When asked what drives Mercedes’s commitment to sustainability, Lord shares, “Our passion for sustainability is driven by the knowledge that it is our duty to act – and that we can be part of developing advanced technologies for the mobility of the future. Every business has a duty to minimize its environmental impact, and this is something we take seriously in Formula One and in our daily operations. Furthermore, F1 is a proving ground for developing advanced technologies, such as the advanced hybrid powertrains that we have run since 2014. On their introduction, these immediately reduced the fuel consumption of each F1 car by one third, and have continued to develop in efficiency since then, with efficiency driving performance.”
British racing driver, Lewis Hamilton, who took the first Formula One hybrid win in 2009, has won five out of six modern-era World Championships for the Mercedes-AMG Petronas F1 Team. He says, “This is the perfect test bench for pushing technology and developments. It really is the best lab you could possibly have. I like to think we have played a serious role in what you see in today’s cars, the technology that’s now in Formula E, and the technology that’s now in our road cars. I think we were really at the forefront of pushing that technology and we still are.
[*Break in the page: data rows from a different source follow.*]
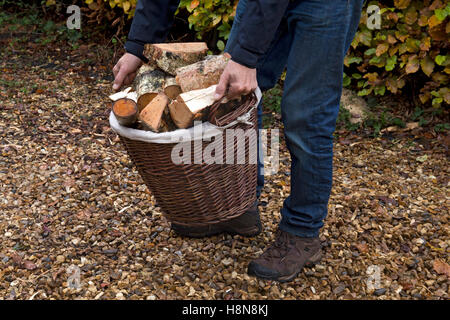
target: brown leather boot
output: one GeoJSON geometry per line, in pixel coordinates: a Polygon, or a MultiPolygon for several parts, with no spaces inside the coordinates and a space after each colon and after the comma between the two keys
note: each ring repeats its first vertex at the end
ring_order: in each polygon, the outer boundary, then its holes
{"type": "Polygon", "coordinates": [[[190,238],[210,237],[219,233],[253,237],[261,232],[262,226],[259,218],[258,205],[257,202],[255,202],[241,216],[229,221],[210,224],[203,227],[189,227],[172,223],[172,230],[181,236],[190,238]]]}
{"type": "Polygon", "coordinates": [[[278,230],[275,242],[250,262],[248,274],[279,282],[292,281],[304,266],[314,265],[320,258],[319,238],[301,238],[278,230]]]}

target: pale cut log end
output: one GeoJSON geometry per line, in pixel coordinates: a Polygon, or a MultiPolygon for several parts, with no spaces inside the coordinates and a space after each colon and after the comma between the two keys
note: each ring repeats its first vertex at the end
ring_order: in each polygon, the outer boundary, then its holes
{"type": "Polygon", "coordinates": [[[156,92],[144,93],[139,96],[137,99],[137,105],[139,108],[139,112],[142,112],[144,108],[157,96],[156,92]]]}
{"type": "Polygon", "coordinates": [[[181,93],[181,88],[179,85],[168,86],[164,88],[164,93],[173,100],[181,93]]]}
{"type": "Polygon", "coordinates": [[[150,130],[159,132],[161,127],[166,126],[162,121],[164,109],[169,103],[169,98],[164,93],[159,93],[152,101],[141,111],[139,120],[150,130]]]}
{"type": "Polygon", "coordinates": [[[164,80],[164,93],[171,99],[176,99],[181,93],[181,88],[177,84],[175,77],[167,75],[164,80]]]}
{"type": "Polygon", "coordinates": [[[135,79],[139,111],[142,111],[159,92],[163,91],[165,77],[164,72],[155,69],[153,65],[144,64],[139,68],[135,79]]]}
{"type": "Polygon", "coordinates": [[[184,102],[174,100],[169,104],[170,116],[173,123],[180,129],[189,128],[194,120],[194,114],[184,102]]]}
As we continue to push forwards, it will improve for the road cars.”
Bradley says that the ultimate goal is “For Mercedes F1 to halve our CO2 footprint by the end of 2022. We will be net-zero from 2020, through a combination of CO2 reductions and gold-standard offsetting, and we aspire to achieve 3* environmental accreditation from the FIA in this regard. Ultimately, our goal is to become the benchmark for sustainable performance in our industry.”
Currently working on a project to put a version of their F1 engine into a road car, development testing of the Mercedes-AMG One is ongoing. Lord admits it has been a challenging process to adapt a Formula One power unit to road production requirements and adds, “The car is undergoing a rigorous testing program at the moment and the results will be spectacular when it is revealed for the first time, with an advanced hybrid powertrain at its very heart.”